In the present case, the source of infection is currently unknown and the risk of further transmission in Nigeria cannot be excluded. Once monkeypox was suspected in the United Kingdom, authorities promptly initiated appropriate public health measures, including isolation of the case and contact tracing. The risk of potential onward spread related to this case in the United Kingdom is therefore minimal. As the source of infection in Nigeria is not known, there remains a risk of further transmission in Nigeria.

Importations of monkeypox from an endemic country to another country has been documented on eight previous occasions. In this instance, the confirmed case has a history of travel from Delta state in Nigeria, where monkeypox is endemic.

WHO advice

Any illness during travel or upon return from an endemic area should be reported to a health professional, including information about all recent travel and immunization history. Residents and travelers to endemic countries should avoid contact with sick animals (dead or alive) that could harbour monkeypox virus (rodents, marsupials, primates) and should refrain from eating or handling wild game (bush meat). The importance of hand hygiene using soap and water, or alcohol-based sanitizer should be emphasized.
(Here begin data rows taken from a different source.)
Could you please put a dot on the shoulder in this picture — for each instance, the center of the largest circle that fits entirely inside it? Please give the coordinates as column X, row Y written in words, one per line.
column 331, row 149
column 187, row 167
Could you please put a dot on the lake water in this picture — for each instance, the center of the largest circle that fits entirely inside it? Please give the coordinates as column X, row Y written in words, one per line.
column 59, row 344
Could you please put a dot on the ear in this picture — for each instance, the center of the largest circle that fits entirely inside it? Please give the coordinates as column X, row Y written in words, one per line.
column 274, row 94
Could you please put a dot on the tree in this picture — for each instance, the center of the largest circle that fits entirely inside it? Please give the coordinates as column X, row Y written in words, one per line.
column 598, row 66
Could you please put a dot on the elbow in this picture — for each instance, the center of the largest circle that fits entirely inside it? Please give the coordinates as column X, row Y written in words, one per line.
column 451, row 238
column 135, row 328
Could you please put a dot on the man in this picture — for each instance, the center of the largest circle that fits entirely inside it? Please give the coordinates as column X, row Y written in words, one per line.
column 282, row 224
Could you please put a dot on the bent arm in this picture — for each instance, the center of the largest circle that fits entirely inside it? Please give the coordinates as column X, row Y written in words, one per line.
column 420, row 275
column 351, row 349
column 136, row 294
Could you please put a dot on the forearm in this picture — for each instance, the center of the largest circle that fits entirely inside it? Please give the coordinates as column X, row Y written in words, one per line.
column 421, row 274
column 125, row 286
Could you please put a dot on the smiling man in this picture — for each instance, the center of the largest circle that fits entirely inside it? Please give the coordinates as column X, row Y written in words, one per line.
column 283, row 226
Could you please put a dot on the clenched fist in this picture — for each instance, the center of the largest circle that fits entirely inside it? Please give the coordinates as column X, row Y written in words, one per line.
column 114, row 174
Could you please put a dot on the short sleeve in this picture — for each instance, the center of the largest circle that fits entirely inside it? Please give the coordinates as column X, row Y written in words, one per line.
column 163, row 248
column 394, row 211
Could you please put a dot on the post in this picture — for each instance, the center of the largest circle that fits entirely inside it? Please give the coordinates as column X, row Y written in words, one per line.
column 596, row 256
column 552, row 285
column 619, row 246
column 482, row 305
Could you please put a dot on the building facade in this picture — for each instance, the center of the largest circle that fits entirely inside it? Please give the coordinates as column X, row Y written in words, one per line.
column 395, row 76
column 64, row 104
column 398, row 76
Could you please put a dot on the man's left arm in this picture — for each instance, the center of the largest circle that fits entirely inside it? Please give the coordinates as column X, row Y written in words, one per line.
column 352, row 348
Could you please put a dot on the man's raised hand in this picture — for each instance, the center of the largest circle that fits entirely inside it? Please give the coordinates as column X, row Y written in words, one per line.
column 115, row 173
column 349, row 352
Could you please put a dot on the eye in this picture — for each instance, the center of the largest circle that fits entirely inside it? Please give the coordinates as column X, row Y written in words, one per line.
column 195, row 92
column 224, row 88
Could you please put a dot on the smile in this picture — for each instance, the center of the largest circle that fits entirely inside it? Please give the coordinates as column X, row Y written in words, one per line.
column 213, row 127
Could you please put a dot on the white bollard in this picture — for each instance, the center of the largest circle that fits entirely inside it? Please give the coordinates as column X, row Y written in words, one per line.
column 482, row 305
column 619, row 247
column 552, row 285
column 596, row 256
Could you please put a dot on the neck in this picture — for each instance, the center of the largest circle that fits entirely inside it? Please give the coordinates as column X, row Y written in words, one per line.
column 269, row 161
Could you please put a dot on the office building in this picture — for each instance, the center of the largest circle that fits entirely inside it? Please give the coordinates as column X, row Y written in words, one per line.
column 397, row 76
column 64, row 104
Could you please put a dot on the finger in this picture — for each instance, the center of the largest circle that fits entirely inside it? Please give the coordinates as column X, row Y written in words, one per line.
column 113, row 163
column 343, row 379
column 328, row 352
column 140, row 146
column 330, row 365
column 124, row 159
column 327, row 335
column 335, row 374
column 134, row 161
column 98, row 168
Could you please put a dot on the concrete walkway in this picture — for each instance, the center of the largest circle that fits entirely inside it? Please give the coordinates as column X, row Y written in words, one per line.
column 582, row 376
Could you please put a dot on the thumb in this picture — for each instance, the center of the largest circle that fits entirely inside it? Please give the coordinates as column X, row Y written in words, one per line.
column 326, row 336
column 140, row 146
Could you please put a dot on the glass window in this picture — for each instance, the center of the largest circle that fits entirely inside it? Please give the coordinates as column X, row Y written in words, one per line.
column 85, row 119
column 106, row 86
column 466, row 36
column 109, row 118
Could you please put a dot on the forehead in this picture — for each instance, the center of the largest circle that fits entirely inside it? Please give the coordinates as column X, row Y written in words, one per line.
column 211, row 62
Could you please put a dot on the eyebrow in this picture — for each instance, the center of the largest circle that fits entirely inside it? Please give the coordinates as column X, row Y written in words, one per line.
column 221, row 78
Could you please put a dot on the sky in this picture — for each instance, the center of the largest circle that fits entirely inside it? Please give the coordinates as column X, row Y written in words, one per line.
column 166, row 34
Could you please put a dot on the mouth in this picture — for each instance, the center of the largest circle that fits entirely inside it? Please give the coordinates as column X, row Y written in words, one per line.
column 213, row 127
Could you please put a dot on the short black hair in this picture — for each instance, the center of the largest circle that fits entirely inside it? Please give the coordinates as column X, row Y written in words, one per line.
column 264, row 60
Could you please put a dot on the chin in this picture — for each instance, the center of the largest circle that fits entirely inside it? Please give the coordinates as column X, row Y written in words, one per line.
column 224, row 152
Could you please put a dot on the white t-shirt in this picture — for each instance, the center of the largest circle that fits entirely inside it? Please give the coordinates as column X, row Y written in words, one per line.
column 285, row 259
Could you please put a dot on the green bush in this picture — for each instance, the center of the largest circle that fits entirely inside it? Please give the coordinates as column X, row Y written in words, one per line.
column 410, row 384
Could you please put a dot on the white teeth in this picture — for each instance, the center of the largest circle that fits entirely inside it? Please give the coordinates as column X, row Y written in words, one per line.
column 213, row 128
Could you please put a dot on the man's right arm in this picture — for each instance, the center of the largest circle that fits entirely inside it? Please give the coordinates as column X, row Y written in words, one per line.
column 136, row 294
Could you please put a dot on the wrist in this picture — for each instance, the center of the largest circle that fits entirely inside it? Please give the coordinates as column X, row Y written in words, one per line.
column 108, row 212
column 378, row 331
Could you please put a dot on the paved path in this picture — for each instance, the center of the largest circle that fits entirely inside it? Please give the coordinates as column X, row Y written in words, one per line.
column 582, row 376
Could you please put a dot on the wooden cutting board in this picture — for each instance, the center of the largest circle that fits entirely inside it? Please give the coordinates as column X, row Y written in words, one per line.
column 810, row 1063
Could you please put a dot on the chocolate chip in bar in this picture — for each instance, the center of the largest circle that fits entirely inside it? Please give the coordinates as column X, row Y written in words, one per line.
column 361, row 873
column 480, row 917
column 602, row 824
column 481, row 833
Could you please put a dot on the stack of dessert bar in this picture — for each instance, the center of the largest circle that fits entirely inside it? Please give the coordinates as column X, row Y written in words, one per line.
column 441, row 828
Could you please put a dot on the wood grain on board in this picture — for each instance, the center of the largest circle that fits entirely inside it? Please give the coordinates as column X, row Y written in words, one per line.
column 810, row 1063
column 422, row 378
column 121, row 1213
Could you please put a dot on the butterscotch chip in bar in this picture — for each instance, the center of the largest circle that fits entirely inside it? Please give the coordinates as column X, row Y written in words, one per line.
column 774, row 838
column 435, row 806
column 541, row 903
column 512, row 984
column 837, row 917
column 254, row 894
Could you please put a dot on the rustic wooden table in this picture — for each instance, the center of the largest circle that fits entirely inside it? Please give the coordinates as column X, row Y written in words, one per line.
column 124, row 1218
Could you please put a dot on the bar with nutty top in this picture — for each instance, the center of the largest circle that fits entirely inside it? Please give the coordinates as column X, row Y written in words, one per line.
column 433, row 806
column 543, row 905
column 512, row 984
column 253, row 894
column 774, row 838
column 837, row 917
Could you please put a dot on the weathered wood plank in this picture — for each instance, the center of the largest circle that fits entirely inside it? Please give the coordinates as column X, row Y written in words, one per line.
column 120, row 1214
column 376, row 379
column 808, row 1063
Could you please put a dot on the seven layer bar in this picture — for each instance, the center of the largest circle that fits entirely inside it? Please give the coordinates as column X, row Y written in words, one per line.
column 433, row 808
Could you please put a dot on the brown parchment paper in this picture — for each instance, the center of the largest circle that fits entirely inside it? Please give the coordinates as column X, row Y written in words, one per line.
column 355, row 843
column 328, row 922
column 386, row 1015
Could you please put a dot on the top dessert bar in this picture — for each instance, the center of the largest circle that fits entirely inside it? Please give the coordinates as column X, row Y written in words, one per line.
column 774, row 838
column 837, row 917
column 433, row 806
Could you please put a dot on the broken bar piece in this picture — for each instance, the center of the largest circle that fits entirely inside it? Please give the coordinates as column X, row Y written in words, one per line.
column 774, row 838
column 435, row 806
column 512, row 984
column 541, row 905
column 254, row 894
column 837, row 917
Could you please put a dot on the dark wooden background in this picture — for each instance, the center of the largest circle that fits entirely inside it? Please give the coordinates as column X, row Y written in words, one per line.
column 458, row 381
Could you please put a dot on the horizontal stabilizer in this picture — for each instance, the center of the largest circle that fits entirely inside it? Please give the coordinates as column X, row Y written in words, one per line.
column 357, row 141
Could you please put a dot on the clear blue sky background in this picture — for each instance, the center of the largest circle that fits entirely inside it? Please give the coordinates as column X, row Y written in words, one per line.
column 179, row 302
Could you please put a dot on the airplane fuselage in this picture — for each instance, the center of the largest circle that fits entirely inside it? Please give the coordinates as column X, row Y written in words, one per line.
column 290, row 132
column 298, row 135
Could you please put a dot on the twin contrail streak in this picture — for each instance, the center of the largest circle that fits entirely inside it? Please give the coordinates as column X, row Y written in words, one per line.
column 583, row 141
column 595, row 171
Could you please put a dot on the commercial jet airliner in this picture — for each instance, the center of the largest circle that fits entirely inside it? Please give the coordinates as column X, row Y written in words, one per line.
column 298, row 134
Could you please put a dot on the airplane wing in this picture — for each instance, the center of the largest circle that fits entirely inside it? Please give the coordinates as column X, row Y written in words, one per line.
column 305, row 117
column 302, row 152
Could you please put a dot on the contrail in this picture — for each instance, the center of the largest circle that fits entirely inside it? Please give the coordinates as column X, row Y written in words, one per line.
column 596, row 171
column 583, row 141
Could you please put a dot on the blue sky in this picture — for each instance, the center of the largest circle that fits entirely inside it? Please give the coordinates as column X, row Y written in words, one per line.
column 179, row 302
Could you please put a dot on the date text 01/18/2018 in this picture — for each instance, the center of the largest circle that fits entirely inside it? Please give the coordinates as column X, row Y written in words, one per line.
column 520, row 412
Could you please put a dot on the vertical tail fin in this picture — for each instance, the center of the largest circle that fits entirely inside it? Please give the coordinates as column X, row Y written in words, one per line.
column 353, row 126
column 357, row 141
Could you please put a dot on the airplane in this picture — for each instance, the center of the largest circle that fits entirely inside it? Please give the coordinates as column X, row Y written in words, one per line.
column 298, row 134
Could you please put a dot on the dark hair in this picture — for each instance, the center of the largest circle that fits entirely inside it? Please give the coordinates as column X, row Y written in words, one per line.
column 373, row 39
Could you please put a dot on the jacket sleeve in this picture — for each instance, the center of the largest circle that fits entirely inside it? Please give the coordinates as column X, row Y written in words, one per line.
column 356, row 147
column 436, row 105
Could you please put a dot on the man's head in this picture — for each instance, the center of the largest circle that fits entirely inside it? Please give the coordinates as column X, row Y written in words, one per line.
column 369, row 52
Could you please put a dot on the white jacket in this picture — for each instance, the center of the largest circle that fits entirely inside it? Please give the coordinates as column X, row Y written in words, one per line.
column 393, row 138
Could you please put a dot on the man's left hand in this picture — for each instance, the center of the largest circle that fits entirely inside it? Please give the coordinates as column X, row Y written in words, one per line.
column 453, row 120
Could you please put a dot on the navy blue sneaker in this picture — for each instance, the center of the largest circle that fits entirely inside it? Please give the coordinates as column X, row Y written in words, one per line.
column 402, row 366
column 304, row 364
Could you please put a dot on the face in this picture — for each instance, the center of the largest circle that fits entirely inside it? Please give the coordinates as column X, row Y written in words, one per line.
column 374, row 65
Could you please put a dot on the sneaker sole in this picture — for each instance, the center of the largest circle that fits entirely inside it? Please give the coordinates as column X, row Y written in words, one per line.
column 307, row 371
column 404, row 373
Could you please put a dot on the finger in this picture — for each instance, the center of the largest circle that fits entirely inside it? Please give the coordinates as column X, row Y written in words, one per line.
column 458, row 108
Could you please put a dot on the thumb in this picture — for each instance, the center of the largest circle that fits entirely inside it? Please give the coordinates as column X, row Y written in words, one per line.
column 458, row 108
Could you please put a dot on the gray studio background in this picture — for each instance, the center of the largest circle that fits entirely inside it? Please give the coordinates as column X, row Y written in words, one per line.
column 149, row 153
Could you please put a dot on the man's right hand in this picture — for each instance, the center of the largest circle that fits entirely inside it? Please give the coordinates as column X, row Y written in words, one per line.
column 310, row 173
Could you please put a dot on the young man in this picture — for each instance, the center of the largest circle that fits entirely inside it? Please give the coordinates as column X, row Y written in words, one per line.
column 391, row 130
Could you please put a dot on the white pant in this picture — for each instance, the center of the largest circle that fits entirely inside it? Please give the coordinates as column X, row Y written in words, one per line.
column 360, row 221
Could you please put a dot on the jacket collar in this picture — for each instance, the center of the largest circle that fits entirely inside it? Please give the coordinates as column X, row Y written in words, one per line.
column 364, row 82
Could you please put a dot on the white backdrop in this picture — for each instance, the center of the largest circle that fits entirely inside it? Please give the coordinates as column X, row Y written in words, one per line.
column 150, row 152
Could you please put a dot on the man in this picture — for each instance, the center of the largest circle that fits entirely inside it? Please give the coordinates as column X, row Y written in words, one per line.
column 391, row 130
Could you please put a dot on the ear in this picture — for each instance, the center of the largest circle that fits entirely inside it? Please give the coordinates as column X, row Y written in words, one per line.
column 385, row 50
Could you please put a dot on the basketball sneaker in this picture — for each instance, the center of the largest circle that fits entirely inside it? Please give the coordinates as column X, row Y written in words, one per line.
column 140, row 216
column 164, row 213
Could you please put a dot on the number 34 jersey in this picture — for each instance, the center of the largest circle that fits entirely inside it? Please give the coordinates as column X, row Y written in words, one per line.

While a vaccine and specific treatment have recently been approved for monkeypox, in 2019 and 2022 respectively, these countermeasures are not yet widely available.

A patient with monkeypox should be isolated and provided with supportive care during the presumed and known infectious periods, that is during the prodromal (early signs) and rash stages of the illness, respectively. Timely contact tracing, surveillance measures and raising awareness of imported emerging diseases among health care providers are essential for preventing further secondary cases and effective management of monkeypox outbreaks.

Health workers caring for patients with suspected or confirmed monkeypox should implement standard, contact and droplet infection control precautions. This includes all workers such as cleaners and laundry personnel who may be exposed to the patient care setting, bedding, towels, or personal belongings. Samples taken from people with suspected monkeypox or animals with suspected monkeypox virus infection should be handled by trained staff working in suitably equipped laboratories.

International travel and trade: WHO does not recommend any restriction for travel to and trade with Nigeria or the United Kingdom based on available information at this time.

While the two known clades of Monkeypox remain poorly transmissible, these viruses continue to evolve and diversify, and as discussed in the 2014 EID Journal article Genomic Variability of Monkeypox Virus among Humans, Democratic Republic of the Congo:

Small genetic changes could favor adaptation to a human host, and this potential is greatest for pathogens with moderate transmission rates (such as MPXV) (40). The ability to spread rapidly and efficiently from human to human could enhance spread by travelers to new regions.

So we monitor their progress with considerable interest.